Overview: Responsibilities:

• Provide clear and concise professional communication in response to reviewing bodies and regulatory agencies.
• Perform other responsibilities as assigned.
• Use judgment to interpret and apply federal and local regulations regarding research.
• Prepare and coordinate study registration materials/submissions and assist with communications with sponsors and other stakeholders.
• Assist with sponsor monitoring visits remotely and onsite as needed.
• Assure the proper management, retention, and version control of all applicable regulatory documentation including master files and amendments.
• Serve as the subject matter expert for human subjects determinations for laboratory-based research proposals.
• Along with the PI and Regulatory Manager, prepare and track all clinical activity documents including IRB/IBC/site registration approvals, safety reports, deviations, laboratory certifications, staff training & licenses, monitoring notices and reports, inspections & compliance, etc.
• Assist in the coordination of project activities to ensure they follow timelines and meet deadlines.
• Assist in the development of project/study policies and procedures. Administer policies and procedures according to protocol, regulatory, and lab safety policies.
• Perform information searches related to studies and projects.
• Create, maintain, and audit systems for tracking and implementing regulated activities.
• Write and prepare regulatory submissions including applications, renewals, amendments, consent forms, safety reports, study updates, etc. in accordance with required timelines.
• Assist in the development of research materials.
• Provide regulatory support to IVD PIs working in multiple locations including the laboratories, the clinics and other external institutions.

Qualifications:

• Advanced knowledge of MS Word and Acrobat
• Excellent time management skills
• Ability to work collaboratively and build relationships across a large organization
• Excellent written and verbal communication skills including the ability to communicate clearly, succinctly and effectively over the phone and in writing
• Bachelor’s Degree in a related field or equivalent experience
• Skilled in the use of clinical trials and electronic document management systems
• Minimum of three years experience in clinical research with emphasis on IRBs, Ethics Committee and Human Subjects review for a pharmaceutical, biotechnology, or academic clinical research setting
• Skilled in technical writing and review of scientific documents
• Knowledge of US FDA regulations and guidelines that govern clinical research (GCP/ICH and IRB)

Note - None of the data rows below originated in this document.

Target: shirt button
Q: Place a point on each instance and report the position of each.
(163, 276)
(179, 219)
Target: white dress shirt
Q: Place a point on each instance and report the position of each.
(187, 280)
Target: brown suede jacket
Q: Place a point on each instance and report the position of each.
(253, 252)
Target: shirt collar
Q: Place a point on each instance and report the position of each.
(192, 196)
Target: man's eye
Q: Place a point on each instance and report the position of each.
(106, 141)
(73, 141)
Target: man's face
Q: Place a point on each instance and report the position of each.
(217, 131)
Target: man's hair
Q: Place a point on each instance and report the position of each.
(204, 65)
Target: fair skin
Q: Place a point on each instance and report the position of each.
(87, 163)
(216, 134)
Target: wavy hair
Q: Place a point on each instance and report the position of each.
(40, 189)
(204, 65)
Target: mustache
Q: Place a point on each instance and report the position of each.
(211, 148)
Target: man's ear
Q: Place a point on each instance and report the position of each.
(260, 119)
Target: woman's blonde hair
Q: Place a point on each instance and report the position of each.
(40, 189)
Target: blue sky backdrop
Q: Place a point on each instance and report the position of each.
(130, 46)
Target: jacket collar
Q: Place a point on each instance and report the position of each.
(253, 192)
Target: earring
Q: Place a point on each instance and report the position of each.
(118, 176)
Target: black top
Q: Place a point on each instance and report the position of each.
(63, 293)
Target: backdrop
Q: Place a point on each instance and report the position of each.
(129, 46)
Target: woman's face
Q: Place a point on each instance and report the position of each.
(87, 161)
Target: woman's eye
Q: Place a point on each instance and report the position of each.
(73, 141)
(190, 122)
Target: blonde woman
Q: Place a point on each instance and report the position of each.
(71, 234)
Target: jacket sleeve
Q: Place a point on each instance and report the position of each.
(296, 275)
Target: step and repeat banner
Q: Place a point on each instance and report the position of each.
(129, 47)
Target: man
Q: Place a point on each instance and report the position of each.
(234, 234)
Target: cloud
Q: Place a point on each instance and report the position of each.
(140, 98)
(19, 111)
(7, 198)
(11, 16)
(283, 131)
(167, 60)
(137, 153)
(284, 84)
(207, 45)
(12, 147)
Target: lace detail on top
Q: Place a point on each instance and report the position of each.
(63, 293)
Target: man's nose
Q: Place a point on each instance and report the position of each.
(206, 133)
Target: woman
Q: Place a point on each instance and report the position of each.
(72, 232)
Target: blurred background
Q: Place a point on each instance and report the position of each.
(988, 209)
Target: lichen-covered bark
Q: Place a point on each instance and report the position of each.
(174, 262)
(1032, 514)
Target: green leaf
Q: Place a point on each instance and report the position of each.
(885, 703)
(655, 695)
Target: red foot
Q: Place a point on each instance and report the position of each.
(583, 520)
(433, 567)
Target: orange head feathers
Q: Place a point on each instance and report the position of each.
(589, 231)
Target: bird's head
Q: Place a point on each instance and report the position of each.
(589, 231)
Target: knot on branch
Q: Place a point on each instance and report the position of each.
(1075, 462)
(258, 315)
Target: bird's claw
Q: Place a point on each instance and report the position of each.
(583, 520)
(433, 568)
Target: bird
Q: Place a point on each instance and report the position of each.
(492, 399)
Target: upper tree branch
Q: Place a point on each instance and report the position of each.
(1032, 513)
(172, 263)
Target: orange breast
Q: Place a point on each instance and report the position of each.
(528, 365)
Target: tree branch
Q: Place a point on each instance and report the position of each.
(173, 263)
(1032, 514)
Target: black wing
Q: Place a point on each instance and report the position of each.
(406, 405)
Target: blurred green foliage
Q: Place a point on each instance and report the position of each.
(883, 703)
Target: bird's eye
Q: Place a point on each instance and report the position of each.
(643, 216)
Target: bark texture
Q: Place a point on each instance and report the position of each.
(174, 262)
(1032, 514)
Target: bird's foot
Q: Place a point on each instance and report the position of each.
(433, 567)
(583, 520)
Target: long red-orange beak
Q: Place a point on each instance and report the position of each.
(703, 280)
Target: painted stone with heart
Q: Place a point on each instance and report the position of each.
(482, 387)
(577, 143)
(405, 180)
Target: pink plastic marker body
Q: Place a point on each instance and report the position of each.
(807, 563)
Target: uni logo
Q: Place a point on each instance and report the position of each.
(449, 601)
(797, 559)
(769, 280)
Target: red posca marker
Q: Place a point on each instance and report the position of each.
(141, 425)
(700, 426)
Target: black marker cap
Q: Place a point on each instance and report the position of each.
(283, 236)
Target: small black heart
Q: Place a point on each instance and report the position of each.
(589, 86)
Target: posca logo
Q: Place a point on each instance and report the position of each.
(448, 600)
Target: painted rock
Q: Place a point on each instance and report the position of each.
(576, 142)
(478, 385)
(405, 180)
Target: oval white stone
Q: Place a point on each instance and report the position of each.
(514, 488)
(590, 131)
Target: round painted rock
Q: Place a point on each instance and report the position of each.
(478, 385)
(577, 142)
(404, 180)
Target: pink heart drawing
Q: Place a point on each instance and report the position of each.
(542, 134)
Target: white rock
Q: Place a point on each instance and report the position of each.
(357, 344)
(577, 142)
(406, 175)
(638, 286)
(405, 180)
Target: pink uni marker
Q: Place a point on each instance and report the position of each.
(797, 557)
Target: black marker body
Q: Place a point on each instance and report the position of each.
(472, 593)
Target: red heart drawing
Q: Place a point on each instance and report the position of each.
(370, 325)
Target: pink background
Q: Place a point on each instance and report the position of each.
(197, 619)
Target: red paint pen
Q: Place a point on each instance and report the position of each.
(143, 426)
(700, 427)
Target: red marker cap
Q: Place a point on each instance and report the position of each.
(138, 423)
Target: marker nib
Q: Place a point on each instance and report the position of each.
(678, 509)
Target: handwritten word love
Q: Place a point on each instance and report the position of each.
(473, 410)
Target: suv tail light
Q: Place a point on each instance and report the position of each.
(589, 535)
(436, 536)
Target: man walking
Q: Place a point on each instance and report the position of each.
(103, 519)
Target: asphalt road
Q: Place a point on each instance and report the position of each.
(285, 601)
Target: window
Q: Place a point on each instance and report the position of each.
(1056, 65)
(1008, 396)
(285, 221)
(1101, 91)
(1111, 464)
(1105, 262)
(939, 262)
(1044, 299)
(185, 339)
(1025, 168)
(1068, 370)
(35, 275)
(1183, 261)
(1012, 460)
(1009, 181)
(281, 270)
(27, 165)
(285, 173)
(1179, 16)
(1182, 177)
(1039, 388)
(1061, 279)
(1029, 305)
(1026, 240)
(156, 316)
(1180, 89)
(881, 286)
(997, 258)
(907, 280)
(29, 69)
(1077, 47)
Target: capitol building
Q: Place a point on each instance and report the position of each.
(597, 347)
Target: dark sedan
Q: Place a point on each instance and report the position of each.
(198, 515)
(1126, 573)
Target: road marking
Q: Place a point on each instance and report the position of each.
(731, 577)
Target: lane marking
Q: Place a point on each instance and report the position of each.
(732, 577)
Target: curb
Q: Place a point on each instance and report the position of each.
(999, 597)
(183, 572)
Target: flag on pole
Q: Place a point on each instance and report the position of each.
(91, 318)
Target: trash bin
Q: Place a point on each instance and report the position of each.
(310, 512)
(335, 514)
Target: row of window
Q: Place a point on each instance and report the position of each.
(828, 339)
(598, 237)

• IRB, Regulatory and/or Clinical research-related certification preferred (CIP, RAPS, ACRP, SOCRA)
• Previous experience with non-human subjects, exempt and minimal risk determinations
• Five or more years of experience in in clinical research with emphasis on IRBs, Ethics Committee and Human Subjects review for a pharmaceutical, biotechnology, or academic clinical research setting

The annual base salary range for this position is from $70,817 to $106,225 and pay offered will be based on experience and qualifications.

Fred Hutchinson Cancer Center offers employees a comprehensive benefits package designed to enhance health, well-being, and financial security. Benefits include medical/vision, dental, flexible spending accounts, life, disability, retirement, family life support, employee assistance program, onsite health clinic, tuition reimbursement, paid vacation (12-22 days per year), paid sick leave (12-25 days per year), paid holidays (13 days per year), paid parental leave (up to 4 weeks), and partially paid sabbatical leave (up to 6 months).

Our Commitment to Diversity: We are proud to be an Equal Employment Opportunity (EEO) and Vietnam Era Veterans Readjustment Assistance Act (VEVRAA) Employer. We are committed to cultivating a workplace in which diverse perspectives and experiences are welcomed and respected. We do not discriminate on the basis of race, color, religion, creed, ancestry, national origin, sex, age, disability (physical or mental), marital or veteran status, genetic information, sexual orientation, gender identity, political ideology, or membership in any other legally protected class. We are an Affirmative Action employer. We encourage individuals with diverse backgrounds to apply and desire priority referrals of protected veterans. If due to a disability you need assistance/and or a reasonable accommodation during the application or recruiting process, please send a request to our Employee Services Center at [email protected] or by calling 206-667-4700.